The Syrian army is in the "final stages" of retaking the warzone city of Aleppo from rebel groups, with heartbreaking messages coming from those stuck inside the city.
Syrian girl Bana Alabed, whose tweets captured the imagination of the world, joined journalists, activists and regular citizens in sending out what may be their final messages to the world as government forces closed in.
Their grief and sadness is clear; considering they backed the rebel groups, they fear they will be jailed, tortured or killed once the city is recaptured by government forces.
Tens of thousands of people are fleeing eastern Aleppo as government warplanes continue to pound rebel-held areas with airstrikes. pic.twitter.com/03ib2lK4e6— AJ+ (@ajplus) December 12, 2016
As the four-year battle drew to a close, the thoughts of observers went to the civilians trapped inside Aleppo -- those who had opposed the government forces, and who feared reprisal once the rebel groups were officially defeated. Media working in the area reported 60 rebels had been executed by advancing government forces, while people fleeing Aleppo had been forced to take up arms and join Assad's forces.
Reuters has grim photos from government-controlled W. Aleppo—where men who recently fled rebel areas are being conscripted into the military pic.twitter.com/zGxxuHmWj4— Avi Asher-Schapiro (@AASchapiro) December 12, 2016
Bana, whose tweets from inside Aleppo captured the hearts of many, laid out what was happening.
The army is so near now. I don't know what to do. only way to flee is to regime side which I fear coz they will kill me. - Fatemah #Aleppo— Bana Alabed (@AlabedBana) December 11, 2016
Final message - I am very sad no one is helping us in this world, no one is evacuating me & my daughter. Goodbye.- Fatemah #Aleppo— Bana Alabed (@AlabedBana) December 12, 2016
Final message - people are dying since last night. I am very surprised I am tweeting right now & still alive. - Fatemah #Aleppo— Bana Alabed (@AlabedBana) December 12, 2016
CNN managed to speak to Bana and her mother Fatemah yesterday.

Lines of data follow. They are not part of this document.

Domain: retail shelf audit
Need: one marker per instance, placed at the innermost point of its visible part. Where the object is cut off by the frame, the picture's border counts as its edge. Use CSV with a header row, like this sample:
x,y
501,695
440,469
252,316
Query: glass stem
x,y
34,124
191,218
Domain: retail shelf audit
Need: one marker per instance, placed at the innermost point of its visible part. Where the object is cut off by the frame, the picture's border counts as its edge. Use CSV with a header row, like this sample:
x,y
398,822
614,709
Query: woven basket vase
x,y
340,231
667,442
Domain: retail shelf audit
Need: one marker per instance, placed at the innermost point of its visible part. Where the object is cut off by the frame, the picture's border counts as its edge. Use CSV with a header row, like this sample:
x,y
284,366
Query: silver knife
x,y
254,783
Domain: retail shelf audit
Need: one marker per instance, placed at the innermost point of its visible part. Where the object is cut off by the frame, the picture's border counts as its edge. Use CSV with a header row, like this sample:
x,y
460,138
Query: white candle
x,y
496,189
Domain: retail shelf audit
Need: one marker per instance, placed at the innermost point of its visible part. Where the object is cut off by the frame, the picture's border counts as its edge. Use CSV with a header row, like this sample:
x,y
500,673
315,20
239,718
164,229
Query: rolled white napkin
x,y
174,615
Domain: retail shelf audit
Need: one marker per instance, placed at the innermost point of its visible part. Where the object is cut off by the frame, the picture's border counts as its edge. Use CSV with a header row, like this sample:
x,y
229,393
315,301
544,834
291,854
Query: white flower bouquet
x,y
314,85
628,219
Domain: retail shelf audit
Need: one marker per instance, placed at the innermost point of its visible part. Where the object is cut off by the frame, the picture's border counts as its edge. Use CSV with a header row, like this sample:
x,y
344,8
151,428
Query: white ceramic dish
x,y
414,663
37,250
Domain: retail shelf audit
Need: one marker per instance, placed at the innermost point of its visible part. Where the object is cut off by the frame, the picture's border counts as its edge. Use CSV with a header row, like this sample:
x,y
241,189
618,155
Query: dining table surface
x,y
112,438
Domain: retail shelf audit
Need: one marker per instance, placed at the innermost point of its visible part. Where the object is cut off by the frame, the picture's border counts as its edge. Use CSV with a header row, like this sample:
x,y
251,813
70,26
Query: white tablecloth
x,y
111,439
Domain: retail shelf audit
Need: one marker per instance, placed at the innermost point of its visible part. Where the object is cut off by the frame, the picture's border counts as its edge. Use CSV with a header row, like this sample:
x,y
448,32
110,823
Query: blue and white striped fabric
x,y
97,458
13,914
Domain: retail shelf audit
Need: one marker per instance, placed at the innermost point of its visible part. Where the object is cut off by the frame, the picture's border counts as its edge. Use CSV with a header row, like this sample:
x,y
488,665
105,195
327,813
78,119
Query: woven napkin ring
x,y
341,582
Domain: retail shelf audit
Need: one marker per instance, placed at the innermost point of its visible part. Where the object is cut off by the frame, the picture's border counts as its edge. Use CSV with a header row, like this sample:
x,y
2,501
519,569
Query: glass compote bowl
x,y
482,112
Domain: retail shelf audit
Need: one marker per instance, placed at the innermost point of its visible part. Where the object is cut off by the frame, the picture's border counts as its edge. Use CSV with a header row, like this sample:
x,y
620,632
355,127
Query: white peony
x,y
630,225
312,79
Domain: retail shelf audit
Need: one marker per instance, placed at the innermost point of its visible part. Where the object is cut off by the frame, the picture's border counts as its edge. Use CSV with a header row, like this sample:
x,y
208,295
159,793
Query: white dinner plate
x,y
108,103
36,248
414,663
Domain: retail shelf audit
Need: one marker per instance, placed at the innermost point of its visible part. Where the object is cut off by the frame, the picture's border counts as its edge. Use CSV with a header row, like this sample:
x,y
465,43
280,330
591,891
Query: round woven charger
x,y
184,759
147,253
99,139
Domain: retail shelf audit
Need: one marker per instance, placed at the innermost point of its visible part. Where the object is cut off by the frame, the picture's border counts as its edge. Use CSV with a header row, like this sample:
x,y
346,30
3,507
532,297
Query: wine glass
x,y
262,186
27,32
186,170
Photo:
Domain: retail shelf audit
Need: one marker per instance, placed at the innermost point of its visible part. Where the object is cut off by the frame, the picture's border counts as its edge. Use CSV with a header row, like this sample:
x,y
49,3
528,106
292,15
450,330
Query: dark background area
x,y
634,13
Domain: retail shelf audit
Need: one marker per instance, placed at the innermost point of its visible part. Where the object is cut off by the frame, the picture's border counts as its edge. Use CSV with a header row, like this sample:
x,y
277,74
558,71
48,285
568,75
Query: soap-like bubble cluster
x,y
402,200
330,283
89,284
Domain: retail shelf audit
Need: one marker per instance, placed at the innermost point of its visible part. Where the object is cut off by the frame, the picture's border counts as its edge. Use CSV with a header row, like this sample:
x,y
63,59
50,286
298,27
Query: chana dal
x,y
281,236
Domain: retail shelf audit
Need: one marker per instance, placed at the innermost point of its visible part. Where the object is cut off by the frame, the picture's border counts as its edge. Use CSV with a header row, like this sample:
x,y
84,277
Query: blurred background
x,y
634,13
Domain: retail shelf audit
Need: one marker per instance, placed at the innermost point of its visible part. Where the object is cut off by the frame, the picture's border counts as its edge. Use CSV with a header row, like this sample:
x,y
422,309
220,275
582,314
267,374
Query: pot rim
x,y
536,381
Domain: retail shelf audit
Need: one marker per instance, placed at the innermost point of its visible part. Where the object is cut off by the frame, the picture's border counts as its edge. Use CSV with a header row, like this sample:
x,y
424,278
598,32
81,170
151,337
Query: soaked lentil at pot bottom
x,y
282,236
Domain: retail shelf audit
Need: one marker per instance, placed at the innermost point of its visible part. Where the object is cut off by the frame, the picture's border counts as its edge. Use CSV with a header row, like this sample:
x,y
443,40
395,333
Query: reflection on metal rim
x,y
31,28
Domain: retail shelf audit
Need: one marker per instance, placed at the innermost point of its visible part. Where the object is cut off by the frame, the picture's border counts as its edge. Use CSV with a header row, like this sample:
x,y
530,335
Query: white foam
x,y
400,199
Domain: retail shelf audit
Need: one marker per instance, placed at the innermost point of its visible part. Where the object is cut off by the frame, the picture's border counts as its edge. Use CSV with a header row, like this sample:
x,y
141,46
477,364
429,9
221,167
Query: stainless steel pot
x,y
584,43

On Tuesday, others shared messages from inside the city as bombs rained down from government forces. The Syrian Observatory for Human Rights reported more than 10,000 civilians had fled eastern Aleppo in the last day, seeking refuge in government-controlled areas.
It is the doomsday inside Aleppo. Bombs bombs are over the head of civilians. people are running running but don't know where to go.— @Mr.Alhamdo (@Mr_Alhamdo) December 12, 2016
Understand this. I can't simply surrender and being captive. I am speaking out and this is a crime. I might then ask death and not got it.— @Mr.Alhamdo (@Mr_Alhamdo) December 12, 2016
We are still here in #Besieged_Aleppo regime did not take the city, people are needs for help,we are calling for an international protection— Monther Etaky (@montheretaky) December 12, 2016
Journalists and activists reported difficulties in reaching their sources inside the city, and feared the worst.
Activists in Aleppo are tweeting out their final, harrowing goodbyes. They will almost certainly be detained/tortured/killed upon capture.— Ben Taub (@bentaub91) December 12, 2016
Every message now that I'm receiving from east Aleppo is preceded with "this may be my last message". The heart breaks.— Kareem Shaheen (@kshaheen) December 12, 2016
The sinking feeling in your stomach as you read contacts' last messages from Aleppo. God forgive us for not helping our own people.— اسلام (@AfroArabian_) December 12, 2016
The messages I'm receiving from East Aleppo are all goodbyes. It's haunting, beyond words. Humanity is dead.— (((جووي أيوب))) (@joeyayoub) December 12, 2016
Journalist Bilal Abdul Kareem had a stark message for Muslim countries that did not intervene in or support the rebel efforts -- "you blew it".
Perhaps my final message from E. Aleppo. Regime forces are closing in and bunker busters are raining down. pic.twitter.com/XgK0DSa08x— Bilal Abdul Kareem (@BilalKareem) December 12, 2016
On the other side, other sources reported celebrations from pro-government citizens inside Aleppo.
The battle for Aleppo has raged since 2012. The largest city in Syria, with a population of 2.5 million before the battle, was caught in the country's civil war which burst out of the 2011 Arab Spring uprising against oppressive regimes across the Middle East.
Syria's president, Bashar al-Assad, was opposed by Sunni rebel groups who began protests and armed opposition against his regime. Rebel groups sought to take Aleppo in mid-2012, sparking a four-year conflict that killed untold thousands, blew entire districts of the city to rubble, and drew international condemnation and horror for the tactics used by both sides, with civilians and families caught in the middle.